Onde é que estão, pois, aqui os opprimidos e os protestos contra os oppressores?

Não os vejo, e creio que nenhum digno par os vê.

Diz s. exa. que são pueris; eu não comprehendo esta puerilidade.

Quando se trata de oppressores e opprimidos, é uma questão que affecta a liberdade, é uma questão seria, e não póde ser uma questão pueril.

Da dictadura disse s. exa. que pouco fallaria, porque nem a combate nem a defende; não comprehendia com tudo a necessidade d'ella no seu segundo periodo. O governo tinha eleito as suas maiorias, e dentro em pouco teria com a reunião do parlamento o seu auxilio e o seu apoio.

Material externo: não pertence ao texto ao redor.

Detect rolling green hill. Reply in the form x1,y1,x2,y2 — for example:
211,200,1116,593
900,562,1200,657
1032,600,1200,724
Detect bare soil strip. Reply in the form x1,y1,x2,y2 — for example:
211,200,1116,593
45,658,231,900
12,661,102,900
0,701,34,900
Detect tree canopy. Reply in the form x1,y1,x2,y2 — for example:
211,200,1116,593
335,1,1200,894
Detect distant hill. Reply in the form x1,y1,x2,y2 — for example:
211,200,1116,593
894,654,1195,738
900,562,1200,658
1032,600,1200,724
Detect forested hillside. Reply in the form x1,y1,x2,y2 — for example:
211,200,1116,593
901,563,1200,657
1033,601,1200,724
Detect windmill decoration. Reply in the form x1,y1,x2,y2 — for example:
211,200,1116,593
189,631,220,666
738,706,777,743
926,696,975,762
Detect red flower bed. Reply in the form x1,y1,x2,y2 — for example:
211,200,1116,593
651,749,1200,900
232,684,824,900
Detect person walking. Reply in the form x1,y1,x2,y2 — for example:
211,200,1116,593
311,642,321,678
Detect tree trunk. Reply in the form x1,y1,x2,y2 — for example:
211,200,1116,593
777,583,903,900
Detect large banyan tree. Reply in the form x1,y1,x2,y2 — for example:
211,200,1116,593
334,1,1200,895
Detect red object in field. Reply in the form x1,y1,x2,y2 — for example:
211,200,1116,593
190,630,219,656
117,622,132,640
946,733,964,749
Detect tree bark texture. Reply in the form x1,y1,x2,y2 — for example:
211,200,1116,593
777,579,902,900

Para que era, pois, necessaria aquella violencia?

Os ministros não elegem as suas maiorias como s. exa. affirmou.

O partido da situação dominante é que elege as maiorias para poder manter e conservar os governos.

Alem d'isso nem sempre os governos conseguem obter maiores n'uma eleição.

Governos tem havido n'este paiz, que não conseguiram trazer á camara as maiorias que desejavam.

E sem ir mais longe, refiro-me ao ministerio de 1865, presidido pelo sr. duque d'Avila e de Bolama, que logo na primeira reunião do parlamento que se seguiu á eleição reconheceu que não podia contar com a maioria.

E antes d'esse me recordo de um outro, conhecido pelo ministerio Primavera, que tambem não logrou obter maioria nas eleições que fez.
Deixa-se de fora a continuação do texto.